I see what you are trying to do but the GitHub.isCredentialValid() isn’t applicable to Github App as it make a request to /user and this isn’t a Github App-ready endpoint. (this would’ve worked on the “old” oauth apps though)

TBH, the /user is really a swiss knife that has been used to verify whether or not the credentials provided would work…but I don’t think there isn’t an equivalent one for GIthub Apps as their permissions will vary a lot given the fine-grained permissions users can set.

The closest you can get to it (for now) authenticated as a Github App (whether via JWT or App Installation Token) would be to implement in your source code the same try/catch mechanism used on GitHub.isCredentialValid() but using Github.getRateLimit() as this seems to be an available endpoint for Apps

@bitwiseman let me pick your brains on this one.
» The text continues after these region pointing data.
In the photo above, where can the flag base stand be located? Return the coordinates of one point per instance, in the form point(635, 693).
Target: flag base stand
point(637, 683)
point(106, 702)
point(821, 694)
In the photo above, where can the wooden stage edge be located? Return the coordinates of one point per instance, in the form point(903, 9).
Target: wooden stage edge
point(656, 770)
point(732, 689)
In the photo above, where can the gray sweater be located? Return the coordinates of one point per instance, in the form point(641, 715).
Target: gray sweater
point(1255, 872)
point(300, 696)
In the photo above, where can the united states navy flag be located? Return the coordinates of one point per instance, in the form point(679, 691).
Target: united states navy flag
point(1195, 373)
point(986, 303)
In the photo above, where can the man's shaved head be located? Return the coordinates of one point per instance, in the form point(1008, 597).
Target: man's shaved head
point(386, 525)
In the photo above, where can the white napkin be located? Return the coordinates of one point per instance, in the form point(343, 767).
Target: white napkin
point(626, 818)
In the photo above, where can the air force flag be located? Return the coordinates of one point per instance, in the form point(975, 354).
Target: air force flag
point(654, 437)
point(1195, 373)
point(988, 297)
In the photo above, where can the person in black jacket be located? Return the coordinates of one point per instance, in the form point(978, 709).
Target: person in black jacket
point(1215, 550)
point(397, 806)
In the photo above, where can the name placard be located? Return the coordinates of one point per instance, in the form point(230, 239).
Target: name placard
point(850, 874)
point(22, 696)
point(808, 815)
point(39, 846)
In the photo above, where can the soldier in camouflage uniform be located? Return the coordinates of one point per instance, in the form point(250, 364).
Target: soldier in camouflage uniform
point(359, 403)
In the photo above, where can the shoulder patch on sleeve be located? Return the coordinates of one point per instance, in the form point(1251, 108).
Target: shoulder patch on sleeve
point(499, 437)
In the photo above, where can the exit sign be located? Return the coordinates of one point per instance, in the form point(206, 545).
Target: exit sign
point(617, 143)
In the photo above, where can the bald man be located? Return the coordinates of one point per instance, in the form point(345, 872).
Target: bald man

Do you think we should make GitHub.isCredentialValid() call under-the-hood different GitHub endpoints depending on the credentials used or is it the case that we simply document that developers should only use this method when using oauth apps or username/pass credentials?

Hi @timja

Both points have been discussed on #570. I really suggest you read it (I know it’s bit lengthy, but that’s going to answer most questions you may have)

From the GitHub class I can’t tell if I’m using a GitHub app

The GitHub class should be diligently created using the appropriate credentials/permissions for what you need… which means that if you get an instance of the GitHub class using new GitHubBuilder().withJwtToken(jwtToken).build() then you know you are ‘using a Github App’.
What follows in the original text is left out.